Apr 2, 2013, 1:49:24 PM4/2/13

to idr-d...@googlegroups.com

Hi Anshul,

I have not used the TagAlign format for MACS or MACS2 peak calling in the past. Is that format necessary only for SPP peak calling (I have never used SPP) or is it somehow essential to IDR analysis? Put another way, will there be a problem in the IDR analysis if I call peaks with MACS2 from BAM files?

Many thanks,

John Urban

Daofeng

unread,

Jun 7, 2013, 10:28:53 AM6/7/13

to idr-d...@googlegroups.com

Just suggested by me, if the BAM was produced by BWA, better to use tagAlign containing only unique reads. If the BAM was generated by bowtie which have only unique reads contained, I guess there is not big difference if using BAM directly.

Ian Quigley

unread,

Sep 17, 2013, 6:38:39 PM9/17/13

to idr-d...@googlegroups.com

I should note that the shuf script in IDR won't produce bam or sam files that MACS2 can handle - maybe it's the header? - so to generate pseudoreplicates, I had to convert bams to bed files before shuffling.

Anshul Kundaje

unread,

Sep 17, 2013, 7:49:31 PM9/17/13

to idr-d...@googlegroups.com

The shuf script is a built in linux tool that simply shuffles lines in a text file so it doesnt work with binary BAM files.
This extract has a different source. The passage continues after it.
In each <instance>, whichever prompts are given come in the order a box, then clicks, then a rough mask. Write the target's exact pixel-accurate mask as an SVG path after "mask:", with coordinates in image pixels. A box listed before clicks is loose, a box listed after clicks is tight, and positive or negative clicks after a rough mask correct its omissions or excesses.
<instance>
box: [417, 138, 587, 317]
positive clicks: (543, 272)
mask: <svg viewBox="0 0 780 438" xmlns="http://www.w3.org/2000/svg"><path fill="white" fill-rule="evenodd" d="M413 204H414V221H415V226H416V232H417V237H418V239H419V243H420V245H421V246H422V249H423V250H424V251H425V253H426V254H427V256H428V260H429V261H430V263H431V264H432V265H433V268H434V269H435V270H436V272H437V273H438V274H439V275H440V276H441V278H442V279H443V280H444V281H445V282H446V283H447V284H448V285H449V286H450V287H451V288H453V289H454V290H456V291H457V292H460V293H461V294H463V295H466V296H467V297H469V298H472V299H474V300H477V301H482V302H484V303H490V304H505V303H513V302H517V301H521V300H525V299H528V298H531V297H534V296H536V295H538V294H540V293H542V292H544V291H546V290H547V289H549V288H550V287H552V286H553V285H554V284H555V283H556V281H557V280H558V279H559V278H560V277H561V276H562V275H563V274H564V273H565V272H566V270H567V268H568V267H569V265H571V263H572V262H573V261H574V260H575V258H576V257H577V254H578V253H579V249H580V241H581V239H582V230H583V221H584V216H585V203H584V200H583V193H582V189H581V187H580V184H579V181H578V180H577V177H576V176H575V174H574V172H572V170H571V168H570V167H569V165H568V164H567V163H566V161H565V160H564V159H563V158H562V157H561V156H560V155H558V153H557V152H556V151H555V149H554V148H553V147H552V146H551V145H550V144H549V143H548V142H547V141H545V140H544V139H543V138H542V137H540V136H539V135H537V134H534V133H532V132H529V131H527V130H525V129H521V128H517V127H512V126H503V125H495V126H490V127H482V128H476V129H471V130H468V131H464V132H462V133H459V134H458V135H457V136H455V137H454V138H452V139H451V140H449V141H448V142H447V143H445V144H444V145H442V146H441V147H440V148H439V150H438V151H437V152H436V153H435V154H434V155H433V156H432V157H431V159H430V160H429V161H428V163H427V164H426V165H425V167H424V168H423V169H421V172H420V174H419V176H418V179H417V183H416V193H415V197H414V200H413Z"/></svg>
You can use other tools that can shuffle and subsample reads from BAM files to generate pseudoreplicates. e.g. MACS2 has a randsample module that can do this with BAM files directly.

TagAligns are simple 6 column BED files that have the main information (i.e. chromosome coordinates and strand information) needed by peak callers so they save a lot of disk space over using BAMs. You can feed them into any peak callers that accept BED files (most that I know of do).

-Anshul.

Alvaro J. González

unread,

Sep 26, 2013, 8:51:58 AM9/26/13

to idr-d...@googlegroups.com

Hi Ian,

I actually use a perl command for shuffling. It goes like the following:

gunzip -c [pooledReps.tagAlign.gz] | perl -MList::Util=shuffle -e 'print shuffle(<STDIN>);' | split -d -l [numbPseudoReads] - [pseudoRepDir/pseudoRep]

which creates two files, pseudoRepDir/pseudoRep00 and pseudoRepDir/pseudoRep01.

I've used it in a variety of systems, and it runs pretty smoothly. Of course, you need perl installed, but this is ubiquitous.